Older people are not wise simply because they are old. They are wise because they have lived. They have faced hard choices, suffered losses, made mistakes, and found ways to rise again. Their bodies may show signs of wear, but those signs are proof of endurance, not weakness. Every wrinkle, every slow step, and every quiet pause carries lessons earned through years of experience.
The younger generation often believes that access to information equals wisdom. With the internet, books, and social media, answers seem instant. But knowing facts is not the same as understanding life. Experience teaches consequences. Elders speak from memory, not imagination. When they advise caution, patience, or restraint, it is usually because they have seen what happens when these things are ignored.

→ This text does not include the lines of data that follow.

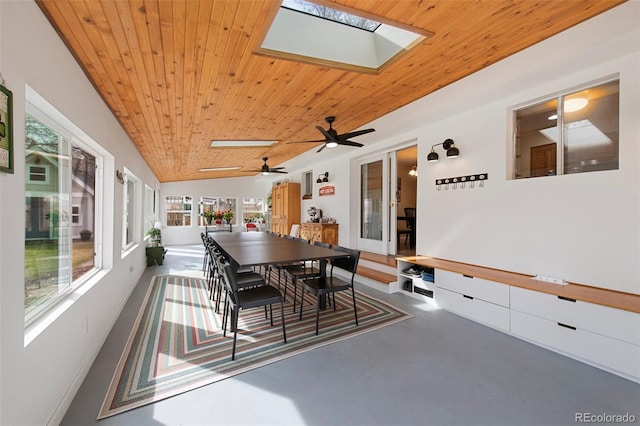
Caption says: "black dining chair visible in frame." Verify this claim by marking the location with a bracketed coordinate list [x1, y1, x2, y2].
[222, 264, 287, 361]
[300, 246, 360, 335]
[282, 238, 331, 312]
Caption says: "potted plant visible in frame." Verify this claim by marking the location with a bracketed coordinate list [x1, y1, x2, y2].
[202, 210, 213, 225]
[146, 226, 162, 247]
[80, 229, 93, 241]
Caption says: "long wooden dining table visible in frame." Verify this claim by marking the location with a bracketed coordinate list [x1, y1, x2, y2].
[211, 232, 346, 309]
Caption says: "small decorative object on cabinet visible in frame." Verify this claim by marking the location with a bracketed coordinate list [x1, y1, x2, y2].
[300, 222, 338, 246]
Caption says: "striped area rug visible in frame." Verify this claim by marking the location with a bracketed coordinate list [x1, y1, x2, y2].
[98, 275, 412, 419]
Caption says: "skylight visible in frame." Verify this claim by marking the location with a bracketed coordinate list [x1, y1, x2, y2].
[256, 0, 432, 74]
[282, 0, 381, 31]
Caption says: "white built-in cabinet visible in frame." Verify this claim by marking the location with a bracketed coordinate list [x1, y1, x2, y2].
[511, 287, 640, 380]
[398, 257, 640, 382]
[435, 269, 509, 332]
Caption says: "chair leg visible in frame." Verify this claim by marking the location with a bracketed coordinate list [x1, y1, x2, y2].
[300, 287, 304, 319]
[351, 285, 358, 326]
[282, 300, 287, 343]
[292, 276, 298, 312]
[316, 294, 320, 336]
[231, 306, 240, 361]
[222, 300, 228, 337]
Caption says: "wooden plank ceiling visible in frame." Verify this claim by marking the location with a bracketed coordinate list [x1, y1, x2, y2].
[37, 0, 623, 182]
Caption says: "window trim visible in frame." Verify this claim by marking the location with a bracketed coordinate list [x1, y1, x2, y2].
[22, 85, 107, 330]
[507, 73, 621, 181]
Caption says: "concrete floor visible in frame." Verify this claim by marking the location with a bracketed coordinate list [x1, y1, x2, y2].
[62, 245, 640, 426]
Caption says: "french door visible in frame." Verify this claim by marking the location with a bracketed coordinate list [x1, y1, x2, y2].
[357, 152, 397, 254]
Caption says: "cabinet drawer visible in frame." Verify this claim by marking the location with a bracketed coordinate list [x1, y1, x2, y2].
[511, 287, 640, 345]
[435, 287, 509, 332]
[511, 310, 640, 378]
[435, 269, 509, 307]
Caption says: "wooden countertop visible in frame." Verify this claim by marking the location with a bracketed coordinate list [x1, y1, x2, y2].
[397, 256, 640, 313]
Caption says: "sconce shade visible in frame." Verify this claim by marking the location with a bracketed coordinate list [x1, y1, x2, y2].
[427, 139, 460, 163]
[316, 172, 329, 183]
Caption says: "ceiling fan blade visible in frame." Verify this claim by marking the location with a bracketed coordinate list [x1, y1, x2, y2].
[286, 139, 326, 143]
[340, 129, 376, 140]
[316, 126, 335, 141]
[338, 141, 364, 148]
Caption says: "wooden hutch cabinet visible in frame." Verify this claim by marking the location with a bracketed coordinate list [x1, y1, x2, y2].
[300, 222, 338, 246]
[271, 182, 300, 235]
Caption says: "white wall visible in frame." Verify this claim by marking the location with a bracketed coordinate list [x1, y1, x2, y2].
[0, 1, 157, 425]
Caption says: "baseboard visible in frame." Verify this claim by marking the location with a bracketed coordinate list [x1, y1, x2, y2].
[47, 268, 144, 426]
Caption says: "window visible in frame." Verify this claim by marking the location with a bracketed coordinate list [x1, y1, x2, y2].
[27, 164, 49, 183]
[24, 105, 104, 324]
[242, 198, 264, 223]
[302, 170, 313, 200]
[165, 195, 193, 226]
[122, 168, 140, 251]
[144, 185, 156, 235]
[198, 197, 238, 226]
[511, 79, 620, 179]
[71, 205, 80, 226]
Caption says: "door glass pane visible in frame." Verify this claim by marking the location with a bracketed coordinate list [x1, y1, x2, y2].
[360, 160, 383, 241]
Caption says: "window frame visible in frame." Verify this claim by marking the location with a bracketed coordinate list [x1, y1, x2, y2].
[507, 74, 621, 181]
[122, 167, 142, 252]
[164, 195, 193, 228]
[23, 92, 109, 326]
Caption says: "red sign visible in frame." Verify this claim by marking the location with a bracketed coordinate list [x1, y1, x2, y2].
[319, 185, 336, 197]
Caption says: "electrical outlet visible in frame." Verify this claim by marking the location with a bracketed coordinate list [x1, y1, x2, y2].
[533, 275, 567, 285]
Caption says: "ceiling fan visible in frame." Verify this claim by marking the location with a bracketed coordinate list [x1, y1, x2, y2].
[246, 157, 289, 176]
[287, 116, 376, 152]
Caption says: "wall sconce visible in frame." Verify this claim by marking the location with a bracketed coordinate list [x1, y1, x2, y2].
[316, 172, 329, 183]
[427, 139, 460, 163]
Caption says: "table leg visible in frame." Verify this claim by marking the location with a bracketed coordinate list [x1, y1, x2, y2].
[318, 259, 327, 311]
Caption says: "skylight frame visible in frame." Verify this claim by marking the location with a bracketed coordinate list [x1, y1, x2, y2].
[280, 0, 382, 33]
[253, 0, 433, 75]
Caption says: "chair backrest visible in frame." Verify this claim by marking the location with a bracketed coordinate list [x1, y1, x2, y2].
[313, 241, 331, 248]
[221, 263, 238, 303]
[331, 246, 360, 281]
[404, 207, 416, 228]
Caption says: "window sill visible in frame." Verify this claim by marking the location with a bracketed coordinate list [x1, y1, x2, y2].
[24, 269, 109, 348]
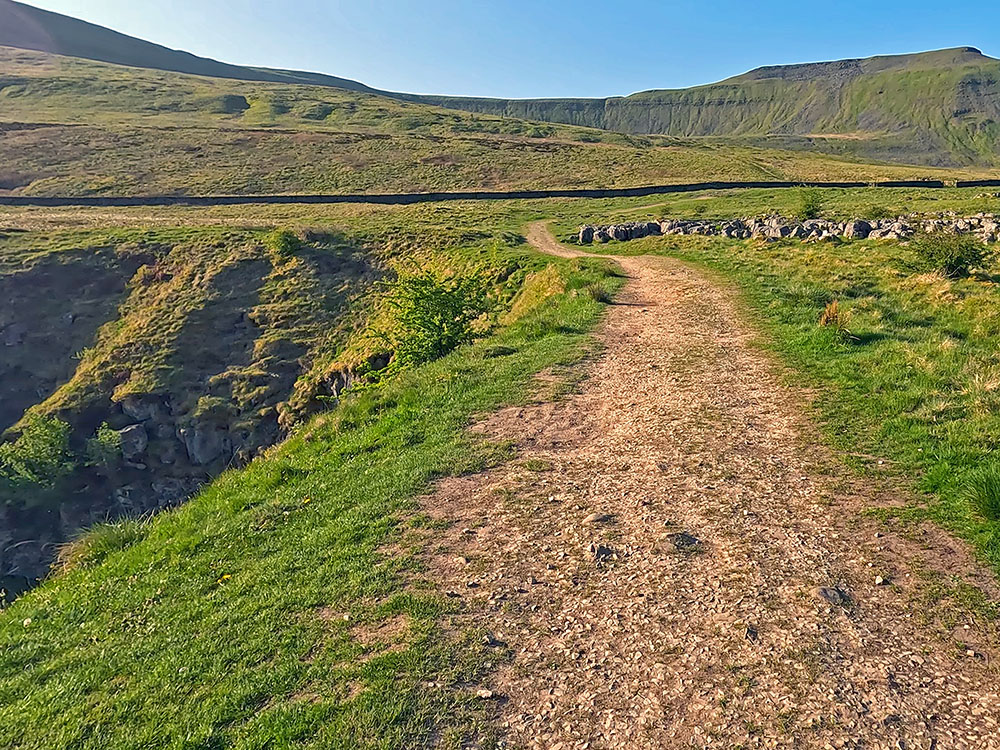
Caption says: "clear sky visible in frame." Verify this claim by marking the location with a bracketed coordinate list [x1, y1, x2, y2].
[21, 0, 1000, 97]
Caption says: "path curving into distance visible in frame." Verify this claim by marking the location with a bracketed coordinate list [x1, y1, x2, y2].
[0, 180, 1000, 208]
[423, 224, 1000, 750]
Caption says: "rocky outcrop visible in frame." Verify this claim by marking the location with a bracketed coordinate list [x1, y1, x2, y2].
[577, 214, 1000, 245]
[118, 424, 149, 462]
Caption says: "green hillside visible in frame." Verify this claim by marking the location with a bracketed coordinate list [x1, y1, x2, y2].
[0, 0, 1000, 167]
[0, 0, 372, 91]
[408, 48, 1000, 166]
[0, 47, 978, 195]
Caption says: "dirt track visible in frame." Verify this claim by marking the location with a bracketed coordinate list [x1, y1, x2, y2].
[425, 225, 1000, 750]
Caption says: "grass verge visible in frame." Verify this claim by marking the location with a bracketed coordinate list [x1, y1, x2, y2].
[620, 237, 1000, 571]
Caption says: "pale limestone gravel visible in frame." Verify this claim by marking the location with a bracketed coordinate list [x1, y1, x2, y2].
[416, 225, 1000, 750]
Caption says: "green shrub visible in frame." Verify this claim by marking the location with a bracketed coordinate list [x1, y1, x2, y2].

Sadly, many young adults today speak to elders with little respect. They interrupt, argue, or completely dismiss their counsel. In families and communities, this attitude has created distance and tension. Yet, when things fall apart, when relationships fail, careers collapse, or mistakes become too heavy to carry, it is often the same elders who are sought for guidance. This shows that deep down, their value is still known, even if it is not always acknowledged.
Another troubling issue is excessive focus on material things. Many young people are more concerned about money, status, and personal comfort than about values, community, or responsibility. As long as they are doing well, they care little about what happens to others. Elders often think differently. They understand that life is not only about what you gain, but about what you contribute and leave behind. They have seen how selfishness destroys communities and how unity sustains them.
This does not mean elders are always right or that young people should blindly obey. Growth requires questioning, and progress needs fresh ideas. But progress without guidance often leads to repeated mistakes. When experience and youthful energy work together, society benefits. When they are separated by pride, everyone loses.
Change must begin with humility. Young people must learn that listening does not make them weak; it makes them wiser. Elders, too, should guide with patience and understanding, not control. Respect should flow both ways.
Age is not a burden to society. It is a resource. When experience is ignored, mistakes multiply. When it is valued, lives improve. The future will be safer and stronger when the young learn to listen and the old are willing to teach.